Earth Day: How South African businesses can weather climate risk
By Daniel Stevens, Executive Head: Agriculture at Santam
Recent reports of a fifth sluice gate being opened at the Vaal Dam as water inflows surged have renewed concerns of flooding and the risks of catastrophic climate related events. In September 2023 floods across the Western Cape triggered devastating damage that saw roads washed away, electricity cut to tens of thousands of residents, and the agricultural sector sustaining damages exceeding R1.4 billion.
As the toll of climate-related disasters rises, South African businesses need to take heed and strengthen their resilience. This Earth Day’s theme, Our Power, Our Planet, is a call to action. Not just for governments or global institutions, but for every business and community affected by our changing climate. The power to adapt, to plan, and to build a more resilient future lies with us.
At the heart of building resilience is understanding risk. Climate change may be a global challenge, but preparing for extreme weather events means looking closely at where and how a business operates. Insurance plays a unique role here in how it helps quantify and price risk in the first place. South Africa’s short-term insurance industry has long had to account for weather volatility but today, the industry has advanced to meet new extremes.
At its core, short-term insurance helps businesses create a safety net that enables recovery after natural and extreme weather events. Now, we can geocode client addresses to enable precise peril assessment at individual property locations. This helps ensure that we price climate-related risks accurately and fairly and enables us to sustain cover into the future.
Insurance alone isn’t enough
Adaptation strategies are becoming essential across sectors. For farmers, this might mean planting more drought-tolerant crops or using climate forecasts to guide planting decisions. For industrial operations, it could mean investing in more resilient infrastructure or switching to renewable energy, which brings both environmental and financial benefits.
One area seeing real innovation is agriculture. Given its vulnerability to climate shifts, the sector is at the forefront of both risk and adaptation. Santam Agriculture offers both named peril and multi-peril crop insurance that covers the main risks affecting agricultural production, including drought, floods, hail, and frost,” says Stevens. We also provide our agri clients with seasonal climate outlook, that allows them to make informed operational decisions.
Businesses don’t operate in isolation. They depend on functioning municipalities, infrastructure, and communities which is why building broader societal resilience is increasingly becoming part of the equation.
Our flagship programme, Partnering for Risk and Resilience (P4RR), supports over 100 municipalities with early warning systems and proactive risk management strategies. Through our partnership with the Council for Scientific and Industrial Research (CSIR), we also assist municipalities in developing climate change adaptation plans using data from the GreenBook, an online tool that presents scientific evidence and practical adaptation actions for South African cities and towns.
Closing the protection gap
Despite these efforts, a large portion of businesses remain uninsured or underinsured against climate-related risk.
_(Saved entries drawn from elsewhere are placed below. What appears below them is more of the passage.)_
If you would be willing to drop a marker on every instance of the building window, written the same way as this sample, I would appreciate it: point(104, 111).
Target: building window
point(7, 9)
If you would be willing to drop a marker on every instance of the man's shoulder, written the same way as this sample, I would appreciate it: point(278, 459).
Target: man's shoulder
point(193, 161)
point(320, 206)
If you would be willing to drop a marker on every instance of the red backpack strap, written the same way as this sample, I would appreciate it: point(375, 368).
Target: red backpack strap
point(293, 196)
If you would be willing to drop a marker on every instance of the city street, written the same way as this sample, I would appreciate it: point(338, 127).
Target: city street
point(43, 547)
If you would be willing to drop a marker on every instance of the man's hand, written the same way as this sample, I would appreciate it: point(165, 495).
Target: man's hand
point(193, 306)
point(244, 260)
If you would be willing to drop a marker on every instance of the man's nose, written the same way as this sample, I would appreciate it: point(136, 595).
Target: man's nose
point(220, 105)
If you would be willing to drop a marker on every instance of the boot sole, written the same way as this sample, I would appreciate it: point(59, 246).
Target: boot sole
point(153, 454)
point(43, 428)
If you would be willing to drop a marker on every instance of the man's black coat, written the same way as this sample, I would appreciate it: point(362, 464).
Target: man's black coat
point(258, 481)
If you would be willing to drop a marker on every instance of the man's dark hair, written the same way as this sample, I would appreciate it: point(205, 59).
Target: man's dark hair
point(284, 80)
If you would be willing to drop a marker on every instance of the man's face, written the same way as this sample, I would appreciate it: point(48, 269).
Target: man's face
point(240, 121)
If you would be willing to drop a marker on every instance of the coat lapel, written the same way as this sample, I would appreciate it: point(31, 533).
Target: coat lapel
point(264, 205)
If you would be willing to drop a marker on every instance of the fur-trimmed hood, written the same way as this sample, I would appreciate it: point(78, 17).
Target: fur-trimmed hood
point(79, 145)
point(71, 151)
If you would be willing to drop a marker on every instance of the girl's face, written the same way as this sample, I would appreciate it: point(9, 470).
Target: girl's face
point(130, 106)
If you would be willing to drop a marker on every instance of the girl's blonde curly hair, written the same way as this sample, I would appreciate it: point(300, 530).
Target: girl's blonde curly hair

In South Africa, Swiss Re data cites the cumulative protection gap from 2014 to 2023 at 71%. A large protection gap hampers both households and the economic recovery following disasters, reducing an economy’s resilience.
According to Stevens, the drivers behind this gap include slow economic growth, decaying infrastructure, affordability constraints, and the increasing number of people living in high-risk areas. Over the past 10 years, weather-related catastrophe losses have doubled in size, occurring in an environment where we’re not seeing the continued uptake of insurance.
Still, there’s cause for optimism. As more businesses recognise climate risk as a present reality, interest in proactive risk management is growing. The journey of capacitating our clients to better prepare for climate-related risks is progressing and will mature as the business also matures its response to climate change.